Nel frattempo arrivò un secondo uomo: indossava la tuta della stessa ditta. Salutò la signora e rivolgendosi al collega:
«Hai finito, Felipe?»
«Sì, credo di sì, guarda tu stesso!»
«Bravo, hai fatto proprio un gran bel lavoro. Vieni, ti portò giù.»
«Sì grazie, Ignacio» fece Felipe agganciandosi al braccio del collega che gli si era avvicinato. Felipe fece qualche passo incerto davanti a sé prendendo a tastare il muro alla sua sinistra…»
«Ora stai attento Felipe…» disse l’altro. «Qui c’è il primo gradino…»

10 pensieri su “L’ombrello di sicurezza

  1. mi aspettavo di più, non dalla storia ma dal racconto, l’ho trovato un pò freddo, venuto fuori un pò per forza.
    Forse non era il momento giusto per scriverlo?
    Ci risentiamo al prossimo, fammi vedere cosa sai fare, ciao briciola

  2. oh, una levità che fa pensare.
    E poi tutto sugli stereotipi da lavorarci sopra…

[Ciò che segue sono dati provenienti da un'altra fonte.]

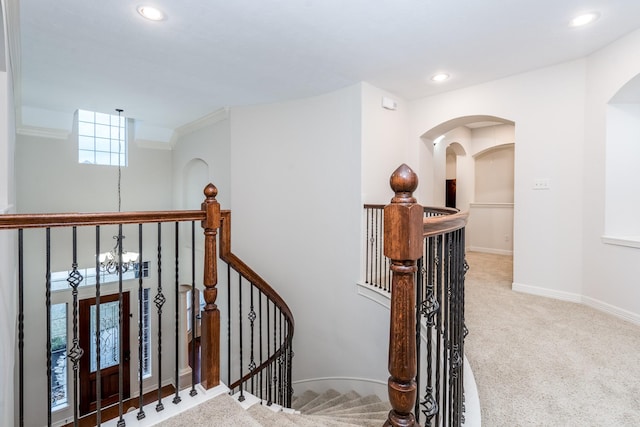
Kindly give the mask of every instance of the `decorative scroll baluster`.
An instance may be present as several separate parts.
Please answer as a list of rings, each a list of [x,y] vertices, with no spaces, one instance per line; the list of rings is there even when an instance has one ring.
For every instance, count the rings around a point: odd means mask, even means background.
[[[435,335],[436,340],[438,339],[438,330],[434,329],[434,318],[440,310],[440,305],[438,304],[434,294],[436,253],[434,251],[433,238],[428,238],[425,242],[425,259],[427,260],[426,296],[424,301],[420,304],[420,313],[424,316],[427,327],[427,385],[424,400],[420,405],[424,408],[422,413],[426,418],[425,427],[431,427],[433,425],[433,417],[438,413],[438,401],[434,394],[433,376],[434,369],[438,364],[439,356],[436,353],[436,360],[434,361],[433,338]]]
[[[204,300],[202,313],[201,345],[202,375],[201,382],[205,389],[220,384],[220,310],[216,305],[218,290],[218,267],[216,254],[216,235],[220,227],[220,205],[216,200],[218,189],[209,184],[204,189],[206,199],[202,210],[207,218],[202,222],[204,228]]]
[[[143,305],[144,305],[144,291],[142,289],[142,224],[138,224],[138,415],[136,418],[141,420],[146,417],[144,413],[144,392],[142,390],[142,377],[144,375],[143,362],[142,362],[142,343],[144,342],[143,327]],[[158,388],[161,388],[158,383]]]
[[[162,293],[162,223],[158,223],[158,287],[155,298],[153,299],[158,313],[158,403],[156,404],[156,412],[164,409],[162,404],[162,306],[166,302],[166,298]],[[178,352],[176,352],[178,354]],[[178,359],[176,357],[176,359]]]
[[[175,396],[173,396],[173,404],[177,405],[178,403],[180,403],[182,401],[182,398],[180,397],[180,360],[179,360],[179,351],[178,349],[180,348],[180,294],[179,294],[179,288],[180,288],[180,277],[179,277],[179,232],[178,232],[178,223],[175,223],[175,234],[174,234],[174,240],[175,240],[175,251],[176,251],[176,261],[175,261],[175,283],[174,283],[174,298],[175,298],[175,342],[176,342],[176,349],[175,349],[175,387],[176,387],[176,394]]]
[[[78,402],[78,362],[84,354],[84,350],[80,348],[80,340],[78,338],[78,286],[82,283],[82,274],[78,271],[78,240],[77,240],[77,228],[73,227],[73,261],[71,264],[71,272],[67,278],[69,286],[71,287],[71,295],[73,296],[73,315],[72,315],[72,330],[73,341],[71,350],[67,357],[73,363],[73,401]],[[78,405],[73,405],[73,425],[78,425]]]
[[[276,320],[276,304],[273,303],[273,351],[277,351],[276,349],[278,348],[278,343],[276,342],[276,337],[277,337],[277,320]],[[273,398],[275,400],[275,403],[278,403],[278,371],[277,371],[277,360],[274,360],[273,362],[271,362],[271,366],[273,367]]]
[[[249,297],[249,314],[247,315],[247,318],[249,319],[249,329],[250,329],[250,335],[251,335],[251,348],[250,348],[250,352],[249,352],[249,372],[253,372],[256,369],[256,361],[255,361],[255,357],[254,357],[254,340],[255,340],[255,321],[256,321],[256,311],[255,311],[255,307],[253,306],[253,291],[254,291],[254,286],[253,283],[251,283],[251,288],[250,288],[250,297]],[[251,377],[251,393],[255,394],[255,377]]]
[[[196,299],[196,224],[191,222],[191,391],[189,396],[198,394],[196,390],[196,309],[200,309],[200,301]]]
[[[389,333],[389,401],[385,425],[414,426],[416,401],[415,272],[422,256],[423,209],[413,192],[417,175],[401,165],[391,175],[395,196],[384,208],[384,254],[391,260],[391,324]]]

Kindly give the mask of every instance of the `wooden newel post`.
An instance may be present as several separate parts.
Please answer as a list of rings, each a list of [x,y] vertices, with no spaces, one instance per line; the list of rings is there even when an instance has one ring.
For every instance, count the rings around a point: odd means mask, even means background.
[[[413,192],[418,176],[402,164],[391,175],[395,196],[384,208],[384,254],[391,260],[389,326],[389,402],[385,426],[417,426],[416,401],[416,262],[422,256],[423,210]]]
[[[200,345],[200,383],[205,389],[220,384],[220,310],[216,305],[218,297],[218,255],[216,236],[220,227],[220,204],[216,200],[218,189],[209,184],[204,189],[205,201],[202,210],[207,218],[202,221],[204,228],[204,311],[202,312]]]

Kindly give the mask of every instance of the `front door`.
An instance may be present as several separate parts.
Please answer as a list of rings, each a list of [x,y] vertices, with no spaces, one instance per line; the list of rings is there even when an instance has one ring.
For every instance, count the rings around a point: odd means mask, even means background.
[[[100,406],[118,402],[120,395],[120,359],[122,359],[122,399],[129,391],[129,292],[122,293],[122,331],[120,331],[118,294],[100,298],[100,325],[96,325],[96,299],[80,301],[80,415],[96,410],[97,330],[100,330]],[[120,349],[122,346],[122,352]]]

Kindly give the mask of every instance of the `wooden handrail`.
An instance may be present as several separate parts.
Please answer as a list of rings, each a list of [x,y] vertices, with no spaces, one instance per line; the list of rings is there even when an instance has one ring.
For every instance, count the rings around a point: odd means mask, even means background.
[[[437,236],[464,228],[469,219],[469,212],[459,212],[453,215],[432,216],[423,219],[423,237]]]
[[[0,215],[0,230],[203,221],[205,218],[206,213],[202,210],[10,214]]]
[[[375,203],[365,203],[363,205],[364,209],[384,209],[386,205],[380,205]],[[439,213],[442,215],[452,215],[460,212],[460,210],[456,208],[445,208],[442,206],[423,206],[422,209],[425,213],[433,212]]]

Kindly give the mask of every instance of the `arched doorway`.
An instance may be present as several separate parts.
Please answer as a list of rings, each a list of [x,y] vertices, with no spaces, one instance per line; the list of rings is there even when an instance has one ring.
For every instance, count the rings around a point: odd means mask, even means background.
[[[422,135],[433,143],[434,205],[470,212],[467,249],[513,254],[515,123],[474,115],[458,117]],[[455,179],[455,196],[449,194]],[[449,199],[449,200],[447,200]]]

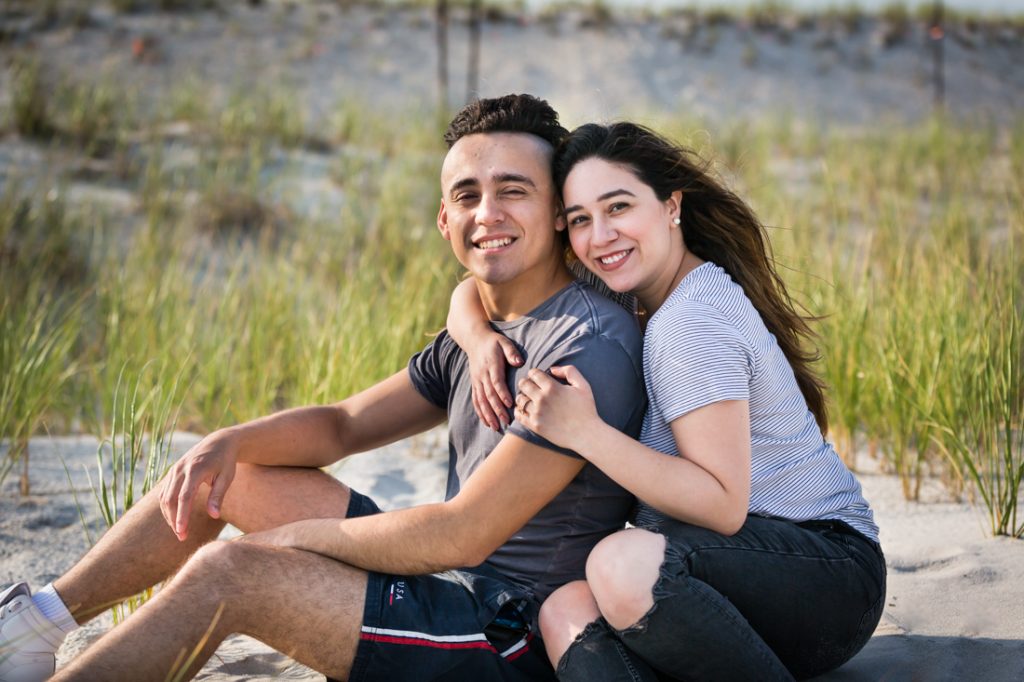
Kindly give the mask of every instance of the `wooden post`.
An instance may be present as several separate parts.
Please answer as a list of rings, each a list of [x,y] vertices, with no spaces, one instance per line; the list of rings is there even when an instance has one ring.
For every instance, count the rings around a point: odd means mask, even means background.
[[[17,461],[17,458],[21,457],[21,476],[18,480],[18,489],[22,496],[28,497],[31,492],[28,480],[28,438],[15,437],[11,439],[11,450],[7,456],[11,455],[14,455],[13,461]]]
[[[946,99],[946,74],[942,54],[942,44],[946,38],[943,27],[943,2],[936,0],[932,7],[932,25],[928,29],[928,37],[932,43],[932,79],[935,90],[935,111],[942,111]]]
[[[448,109],[448,0],[437,0],[437,90],[444,112]]]
[[[480,21],[483,13],[480,0],[469,3],[469,63],[466,65],[466,102],[479,96]]]

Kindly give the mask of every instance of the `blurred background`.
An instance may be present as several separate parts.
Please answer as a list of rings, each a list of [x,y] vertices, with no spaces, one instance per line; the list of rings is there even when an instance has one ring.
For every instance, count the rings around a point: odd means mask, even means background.
[[[205,433],[401,368],[460,275],[444,125],[531,92],[711,159],[820,318],[844,458],[1019,536],[1021,63],[1022,1],[5,0],[4,490],[33,434]]]

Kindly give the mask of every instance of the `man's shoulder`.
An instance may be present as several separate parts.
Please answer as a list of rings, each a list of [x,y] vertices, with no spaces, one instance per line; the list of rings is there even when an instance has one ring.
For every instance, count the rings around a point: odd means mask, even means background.
[[[636,318],[586,282],[573,282],[562,295],[563,314],[575,321],[579,336],[605,336],[629,347],[642,336]]]
[[[643,336],[636,319],[587,284],[573,282],[541,317],[548,323],[527,332],[535,338],[522,340],[527,354],[535,353],[536,366],[605,366],[614,374],[612,367],[621,365],[642,376]]]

    Certo che la slot…, ma si usa così ormai? Io c’ho ancora la mia chiave normalissima per aprire la porta.

    un salutone

  3. La signora si stava fasciando la testa ancora prima di rompersela, ma a volte la storia è tutt’altra cosa. Bravo briciola mi sorprendi ogni volta e mi fai riflettere…Elena

  4. Da qualche parte, tempo fa, ho letto che la sfiducia è solo “prudenza lungimirante”, da buona ottimista, non credo sia così. Questo tipo di persone, chiaramente razziste, sono talmente innamorate di se stesse da non avere più tempo per amare nessun altro.  Sono malate. Misere.